Firefox expected to release a fix for their "Camera active after phone locks" bug this October


A bug in Mozilla Firefox enabled websites to keep the smartphone camera active even after leaving the browser or locking the phone. The company is working on fixing the bug and are planning to release the fix around October this year.


The bug was first reported by Appear TV, a video delivery platform last year in July. The bug activates when a user opens a video streaming app from their Mozilla Firefox browser in their Android smartphone.

It was first noticed by Appear TV when the video kept playing in the background even when it should have stopped that is the video kept playing in the background even when the user moved out of the browser or pushed it to the background or locked the phone. This raised concerns over user's privacy and bandwidth loss. "From our analysis, a website is allowed to retain access to your camera or microphone whilst you're using other apps, or even if the phone is locked," said a privacy app, Traced in talks with ZDNet. "While there are times you might want the microphone or video to keep working in the background, your camera should never record you when your phone is locked".

On Fixing the Issue

 "As is the case with dedicated conferencing apps, we provide a system notification that lets people know when a website within Firefox is accessing the camera or microphone, but recognize that we can do better, especially since this gets hidden when the screen is locked," a Mozilla spokesperson said in a statement.
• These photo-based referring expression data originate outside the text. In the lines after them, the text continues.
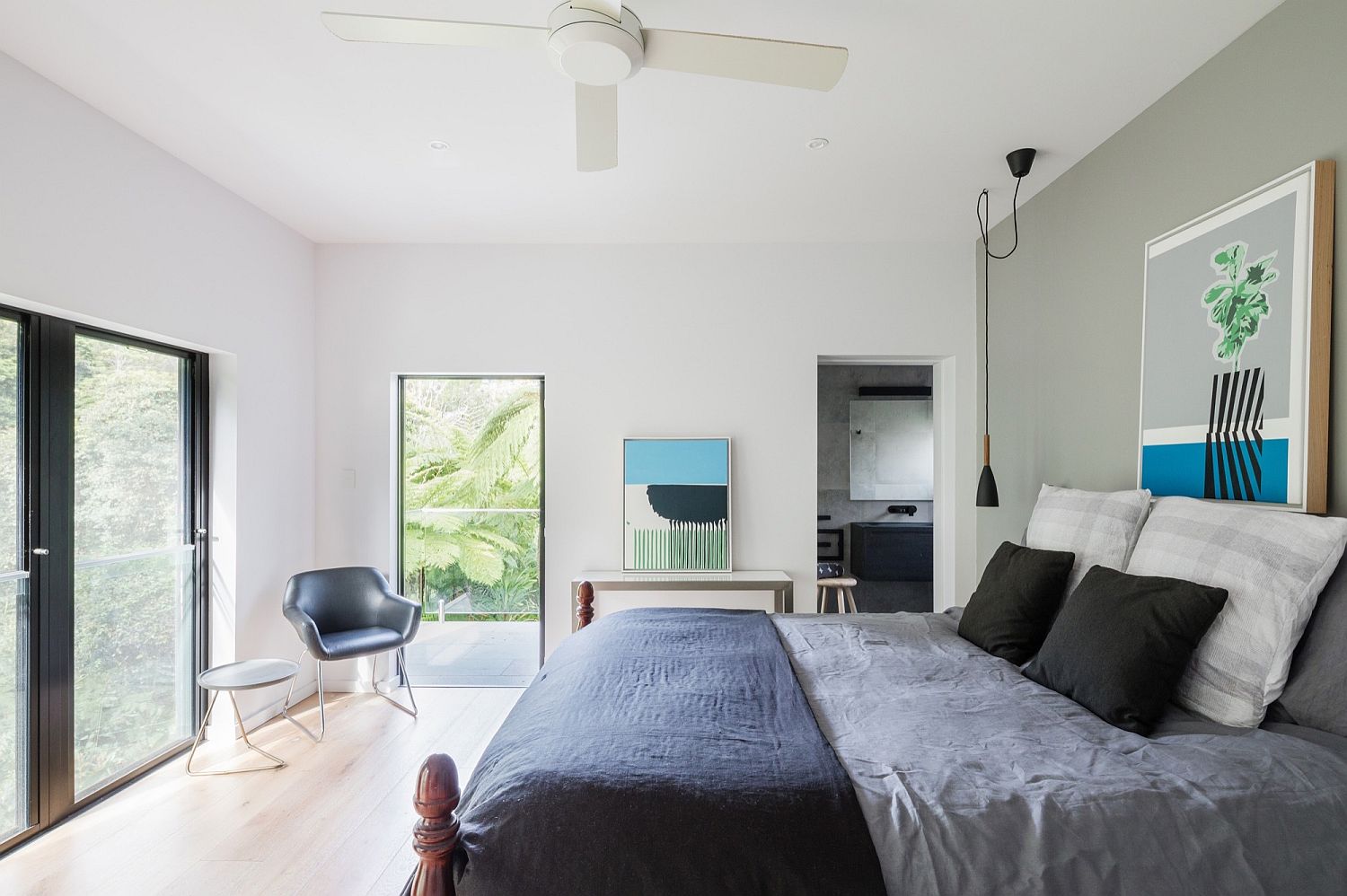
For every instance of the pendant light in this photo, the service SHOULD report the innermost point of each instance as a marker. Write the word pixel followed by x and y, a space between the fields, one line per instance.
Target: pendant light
pixel 1020 162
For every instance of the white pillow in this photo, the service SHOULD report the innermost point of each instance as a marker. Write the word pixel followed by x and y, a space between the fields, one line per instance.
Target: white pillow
pixel 1273 567
pixel 1099 527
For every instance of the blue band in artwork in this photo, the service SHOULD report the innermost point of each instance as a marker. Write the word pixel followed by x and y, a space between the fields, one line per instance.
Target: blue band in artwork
pixel 1180 470
pixel 678 462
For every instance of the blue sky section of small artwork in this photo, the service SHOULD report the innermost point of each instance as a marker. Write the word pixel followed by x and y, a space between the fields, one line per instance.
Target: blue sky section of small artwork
pixel 1180 470
pixel 678 462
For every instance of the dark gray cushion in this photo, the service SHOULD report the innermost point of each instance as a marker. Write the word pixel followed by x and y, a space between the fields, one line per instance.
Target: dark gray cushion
pixel 1316 691
pixel 1122 642
pixel 1016 602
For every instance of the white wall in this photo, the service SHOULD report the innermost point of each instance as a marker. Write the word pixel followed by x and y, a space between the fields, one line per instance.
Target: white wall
pixel 641 339
pixel 99 224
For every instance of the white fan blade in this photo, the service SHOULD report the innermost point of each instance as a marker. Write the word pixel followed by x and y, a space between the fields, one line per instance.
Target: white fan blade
pixel 612 8
pixel 595 128
pixel 792 65
pixel 349 26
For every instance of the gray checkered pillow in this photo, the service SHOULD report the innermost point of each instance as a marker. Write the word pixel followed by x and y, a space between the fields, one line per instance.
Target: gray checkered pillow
pixel 1272 564
pixel 1099 527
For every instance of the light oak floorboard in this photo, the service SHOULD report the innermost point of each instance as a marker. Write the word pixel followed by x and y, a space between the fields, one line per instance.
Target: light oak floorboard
pixel 337 820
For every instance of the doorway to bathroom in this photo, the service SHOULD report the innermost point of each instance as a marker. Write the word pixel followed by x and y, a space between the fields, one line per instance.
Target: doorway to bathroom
pixel 877 481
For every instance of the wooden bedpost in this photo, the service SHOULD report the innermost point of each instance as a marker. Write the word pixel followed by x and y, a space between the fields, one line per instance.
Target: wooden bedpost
pixel 585 605
pixel 436 834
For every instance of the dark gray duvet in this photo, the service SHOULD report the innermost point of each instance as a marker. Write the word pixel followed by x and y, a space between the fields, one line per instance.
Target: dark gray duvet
pixel 665 752
pixel 973 779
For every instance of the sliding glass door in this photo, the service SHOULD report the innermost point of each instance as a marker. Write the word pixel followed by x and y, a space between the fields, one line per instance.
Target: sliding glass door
pixel 471 545
pixel 134 557
pixel 15 628
pixel 102 562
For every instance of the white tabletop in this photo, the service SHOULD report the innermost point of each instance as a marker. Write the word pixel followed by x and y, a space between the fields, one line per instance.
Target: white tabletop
pixel 748 578
pixel 245 675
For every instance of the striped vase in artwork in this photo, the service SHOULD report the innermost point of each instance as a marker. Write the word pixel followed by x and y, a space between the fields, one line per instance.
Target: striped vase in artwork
pixel 1234 468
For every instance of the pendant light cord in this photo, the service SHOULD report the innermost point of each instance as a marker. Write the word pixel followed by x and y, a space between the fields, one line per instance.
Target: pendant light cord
pixel 983 223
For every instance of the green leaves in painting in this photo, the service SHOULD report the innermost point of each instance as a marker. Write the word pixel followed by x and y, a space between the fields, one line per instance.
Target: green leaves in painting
pixel 1238 303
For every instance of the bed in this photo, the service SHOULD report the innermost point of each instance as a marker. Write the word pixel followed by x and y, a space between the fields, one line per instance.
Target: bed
pixel 673 751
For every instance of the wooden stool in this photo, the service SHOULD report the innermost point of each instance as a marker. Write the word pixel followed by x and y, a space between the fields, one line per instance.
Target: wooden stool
pixel 840 586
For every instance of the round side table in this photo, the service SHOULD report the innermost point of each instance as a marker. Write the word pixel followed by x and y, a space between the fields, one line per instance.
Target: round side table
pixel 244 675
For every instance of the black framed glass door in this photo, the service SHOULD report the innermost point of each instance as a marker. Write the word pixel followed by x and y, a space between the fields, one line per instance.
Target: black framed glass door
pixel 102 497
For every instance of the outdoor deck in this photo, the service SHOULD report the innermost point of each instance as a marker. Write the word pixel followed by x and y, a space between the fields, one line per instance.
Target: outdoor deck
pixel 473 655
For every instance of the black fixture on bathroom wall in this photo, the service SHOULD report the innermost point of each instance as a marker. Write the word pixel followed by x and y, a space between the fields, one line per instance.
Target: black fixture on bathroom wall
pixel 1020 163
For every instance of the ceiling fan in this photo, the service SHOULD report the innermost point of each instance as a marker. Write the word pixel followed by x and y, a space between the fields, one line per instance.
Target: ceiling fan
pixel 600 43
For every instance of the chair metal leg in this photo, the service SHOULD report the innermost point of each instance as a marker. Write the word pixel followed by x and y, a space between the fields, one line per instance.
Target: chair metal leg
pixel 322 713
pixel 401 669
pixel 277 761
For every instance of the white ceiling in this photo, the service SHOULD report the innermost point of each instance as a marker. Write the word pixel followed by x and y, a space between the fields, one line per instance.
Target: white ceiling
pixel 331 137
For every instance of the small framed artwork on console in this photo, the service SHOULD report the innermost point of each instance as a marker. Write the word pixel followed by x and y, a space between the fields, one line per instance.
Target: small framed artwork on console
pixel 1236 344
pixel 676 505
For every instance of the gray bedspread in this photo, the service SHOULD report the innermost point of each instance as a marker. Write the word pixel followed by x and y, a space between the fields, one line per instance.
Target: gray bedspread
pixel 665 752
pixel 973 779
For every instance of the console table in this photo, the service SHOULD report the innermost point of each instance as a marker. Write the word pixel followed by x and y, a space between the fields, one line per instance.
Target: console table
pixel 741 591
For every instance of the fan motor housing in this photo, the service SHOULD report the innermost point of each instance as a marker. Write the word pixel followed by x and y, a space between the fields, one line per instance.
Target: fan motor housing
pixel 593 48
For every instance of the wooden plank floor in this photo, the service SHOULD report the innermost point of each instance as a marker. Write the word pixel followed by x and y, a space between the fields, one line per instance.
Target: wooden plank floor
pixel 337 820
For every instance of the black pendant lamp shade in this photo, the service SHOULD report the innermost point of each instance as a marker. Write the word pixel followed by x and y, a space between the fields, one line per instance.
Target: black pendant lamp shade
pixel 988 481
pixel 1020 163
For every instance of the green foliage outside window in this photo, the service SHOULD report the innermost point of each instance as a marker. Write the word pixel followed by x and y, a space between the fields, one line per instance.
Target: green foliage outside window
pixel 471 496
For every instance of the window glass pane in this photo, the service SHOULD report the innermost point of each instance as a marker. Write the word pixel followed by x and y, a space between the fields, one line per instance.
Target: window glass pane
pixel 471 476
pixel 134 558
pixel 13 599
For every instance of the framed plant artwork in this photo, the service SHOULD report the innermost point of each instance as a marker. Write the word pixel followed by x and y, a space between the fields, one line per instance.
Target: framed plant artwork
pixel 1236 349
pixel 676 505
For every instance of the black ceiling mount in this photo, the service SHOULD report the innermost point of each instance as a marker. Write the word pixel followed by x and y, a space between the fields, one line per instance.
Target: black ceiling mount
pixel 1020 162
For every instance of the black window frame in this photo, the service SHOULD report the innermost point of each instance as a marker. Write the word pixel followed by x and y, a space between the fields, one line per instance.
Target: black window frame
pixel 46 479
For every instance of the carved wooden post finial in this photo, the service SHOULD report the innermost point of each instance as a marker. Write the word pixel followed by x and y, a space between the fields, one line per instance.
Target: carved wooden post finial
pixel 585 605
pixel 436 834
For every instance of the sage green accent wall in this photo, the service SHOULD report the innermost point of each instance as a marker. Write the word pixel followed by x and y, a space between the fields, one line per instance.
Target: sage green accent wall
pixel 1066 309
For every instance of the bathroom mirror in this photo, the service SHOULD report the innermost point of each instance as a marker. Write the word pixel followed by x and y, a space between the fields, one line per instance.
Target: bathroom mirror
pixel 892 451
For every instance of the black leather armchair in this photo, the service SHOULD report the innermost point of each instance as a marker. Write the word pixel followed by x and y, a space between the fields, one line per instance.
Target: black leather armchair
pixel 345 613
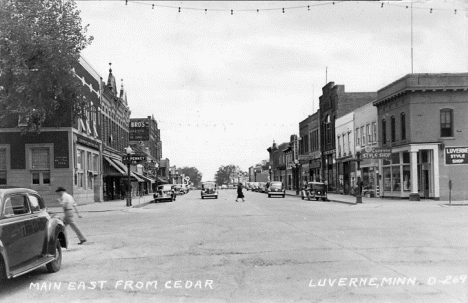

"This bug [fix] aims to address this by defaulting to audio-only when the screen is locked," Mozilla added. "[The fix] is scheduled for release at the platform-level this October, and for consumers shortly after."

Mozilla has been working on a next-generation browser Firefox Nightly with more focus on privacy to replace their current browser for Android. The update is out for testing.

"Meanwhile, our next-generation browser for Android, now available for testing as Firefox Nightly, already has a prominent notification for when sites access this hardware as well," said Mozilla.